We would like to create a new data frame by reading CSV data from each company in a for statement and extracting only the necessary columns.
After loading the file, how can I extract sales of A and B as shown in the attached image and create a new data frame?(In rare cases, sales data may be missing.)
Thank you very much for letting me know.
# file specification
outfolder='...r/'
# I want to load data in loop (Ids (10 and 20) are kept in a data frame called data).
for index, id in enumerate (data['ID'].unique()):
# Read in folder + filename (list10_0.5h, list20_0.5h)
df=(pd.read_csv(outfolder+str('list')+str(id)+'_0.5h.csv', usecols=[3])
Company A's sales data
Company B sales data
I want to extract sales data from A and B and create a new data frame
python csv
"If ""rarely there is a loss in sales data"" means, for example, one line of 2017/02 may be missing, you can first create DataFrame
for the month and merge them one by one."
# file specification
outfolder='...r/'
df_base=DataFrame({
Moon: ['2017/01', '2017/02', '2017/03', '2017/04', '2017/05', '2017/06', '2017/07', '2017/08', '2017/09', '2017/10']
})
# I want to load data in loop (Ids (10 and 20) are kept in a data frame called data).

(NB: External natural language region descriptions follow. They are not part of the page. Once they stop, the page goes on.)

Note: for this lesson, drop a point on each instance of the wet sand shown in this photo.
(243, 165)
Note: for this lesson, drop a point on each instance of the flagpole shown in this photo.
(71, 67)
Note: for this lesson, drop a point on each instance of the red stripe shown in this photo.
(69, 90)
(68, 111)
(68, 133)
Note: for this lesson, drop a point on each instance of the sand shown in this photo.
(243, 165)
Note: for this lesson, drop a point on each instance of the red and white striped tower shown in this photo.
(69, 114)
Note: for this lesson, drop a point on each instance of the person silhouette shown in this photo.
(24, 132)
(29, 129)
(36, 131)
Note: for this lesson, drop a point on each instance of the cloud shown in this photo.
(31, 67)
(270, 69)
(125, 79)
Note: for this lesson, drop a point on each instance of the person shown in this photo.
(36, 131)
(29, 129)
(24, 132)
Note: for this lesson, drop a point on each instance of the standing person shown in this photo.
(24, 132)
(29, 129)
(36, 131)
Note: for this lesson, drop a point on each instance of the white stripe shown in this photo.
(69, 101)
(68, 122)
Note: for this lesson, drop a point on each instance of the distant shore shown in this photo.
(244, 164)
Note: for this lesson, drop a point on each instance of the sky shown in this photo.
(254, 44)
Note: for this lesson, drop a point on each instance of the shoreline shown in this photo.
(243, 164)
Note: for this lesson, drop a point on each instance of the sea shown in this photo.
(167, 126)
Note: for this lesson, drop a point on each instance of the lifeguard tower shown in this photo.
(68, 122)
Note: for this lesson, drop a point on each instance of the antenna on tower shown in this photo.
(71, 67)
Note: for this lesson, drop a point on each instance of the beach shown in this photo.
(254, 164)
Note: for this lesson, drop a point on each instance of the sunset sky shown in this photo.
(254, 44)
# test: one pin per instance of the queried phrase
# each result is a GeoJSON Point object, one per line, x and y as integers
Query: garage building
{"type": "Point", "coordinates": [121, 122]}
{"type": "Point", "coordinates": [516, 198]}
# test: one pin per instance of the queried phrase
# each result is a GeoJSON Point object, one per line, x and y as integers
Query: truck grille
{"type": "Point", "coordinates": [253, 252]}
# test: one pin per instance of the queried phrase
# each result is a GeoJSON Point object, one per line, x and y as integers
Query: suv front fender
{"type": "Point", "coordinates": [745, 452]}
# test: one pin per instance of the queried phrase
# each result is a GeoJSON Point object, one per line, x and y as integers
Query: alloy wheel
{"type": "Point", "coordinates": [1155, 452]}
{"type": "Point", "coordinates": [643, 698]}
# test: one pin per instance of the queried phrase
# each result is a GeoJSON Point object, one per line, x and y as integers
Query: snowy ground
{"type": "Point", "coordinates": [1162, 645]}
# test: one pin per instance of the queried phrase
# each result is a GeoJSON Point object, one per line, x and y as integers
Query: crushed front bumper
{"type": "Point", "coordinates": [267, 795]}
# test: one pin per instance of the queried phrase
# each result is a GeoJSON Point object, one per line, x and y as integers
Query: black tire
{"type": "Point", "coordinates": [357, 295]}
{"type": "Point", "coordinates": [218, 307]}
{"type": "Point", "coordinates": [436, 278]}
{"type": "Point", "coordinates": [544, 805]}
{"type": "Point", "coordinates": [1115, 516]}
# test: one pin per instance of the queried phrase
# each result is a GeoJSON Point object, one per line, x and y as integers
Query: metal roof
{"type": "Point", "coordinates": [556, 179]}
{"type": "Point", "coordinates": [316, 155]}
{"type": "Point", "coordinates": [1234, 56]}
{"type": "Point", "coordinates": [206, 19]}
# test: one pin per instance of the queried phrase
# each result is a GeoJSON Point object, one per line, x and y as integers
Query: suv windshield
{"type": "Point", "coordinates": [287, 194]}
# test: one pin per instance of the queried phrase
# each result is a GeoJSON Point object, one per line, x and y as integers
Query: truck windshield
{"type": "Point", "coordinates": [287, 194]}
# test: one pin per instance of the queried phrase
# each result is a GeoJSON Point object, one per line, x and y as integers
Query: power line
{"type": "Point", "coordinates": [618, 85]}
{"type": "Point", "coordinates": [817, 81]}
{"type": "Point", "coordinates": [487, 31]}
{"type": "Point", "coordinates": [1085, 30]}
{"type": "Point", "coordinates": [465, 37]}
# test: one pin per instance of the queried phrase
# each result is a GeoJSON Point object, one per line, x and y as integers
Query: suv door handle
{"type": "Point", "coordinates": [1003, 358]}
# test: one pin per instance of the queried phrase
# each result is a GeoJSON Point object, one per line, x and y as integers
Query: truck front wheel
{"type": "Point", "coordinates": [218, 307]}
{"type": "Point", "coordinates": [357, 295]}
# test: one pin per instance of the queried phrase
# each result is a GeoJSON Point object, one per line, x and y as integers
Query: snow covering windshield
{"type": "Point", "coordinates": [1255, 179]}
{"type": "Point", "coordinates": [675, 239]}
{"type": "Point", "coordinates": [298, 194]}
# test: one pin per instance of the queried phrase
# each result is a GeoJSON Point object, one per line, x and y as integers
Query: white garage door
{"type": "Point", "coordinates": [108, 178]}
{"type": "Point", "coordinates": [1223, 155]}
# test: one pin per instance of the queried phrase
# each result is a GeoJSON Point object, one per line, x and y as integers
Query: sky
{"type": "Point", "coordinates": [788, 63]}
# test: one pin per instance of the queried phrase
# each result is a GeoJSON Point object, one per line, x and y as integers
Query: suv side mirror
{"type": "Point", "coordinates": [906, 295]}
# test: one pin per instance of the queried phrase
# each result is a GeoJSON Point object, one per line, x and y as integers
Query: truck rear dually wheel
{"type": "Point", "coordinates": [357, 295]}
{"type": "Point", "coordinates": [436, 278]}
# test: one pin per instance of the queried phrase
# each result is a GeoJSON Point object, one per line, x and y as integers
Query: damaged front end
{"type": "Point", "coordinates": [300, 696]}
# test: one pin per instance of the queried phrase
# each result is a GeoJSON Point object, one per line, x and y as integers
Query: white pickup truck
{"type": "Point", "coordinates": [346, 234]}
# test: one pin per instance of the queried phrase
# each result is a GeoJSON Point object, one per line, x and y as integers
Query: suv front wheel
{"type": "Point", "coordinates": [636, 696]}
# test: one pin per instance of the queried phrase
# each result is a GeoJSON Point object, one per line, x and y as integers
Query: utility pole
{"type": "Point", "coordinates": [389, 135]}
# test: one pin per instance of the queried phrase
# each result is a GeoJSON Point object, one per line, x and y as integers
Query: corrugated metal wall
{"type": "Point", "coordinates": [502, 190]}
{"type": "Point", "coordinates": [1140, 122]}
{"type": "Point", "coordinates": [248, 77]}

for index, id in enumerate (data['ID'].unique()):
# Read in folder + filename (list10_0.5h, list20_0.5h)
df=(pd.read_csv(outfolder+str('list')+str(id)+'_0.5h.csv', usecols=[3])
tmp_df = df [['month', 'sales']]
df_base=pd.merge(df_base, tmp_df, on='month', how='left')
df_base=df_base.rename(columns={'Sales':df['name'].unique()[0]})
質問 Looking at the code in the question, it seems that no processing has been implemented at all."Then, I would have asked someone else to implement it, so I think it would be better if you asked me a question like ""I implemented it like this, but it doesn't work well in this part."""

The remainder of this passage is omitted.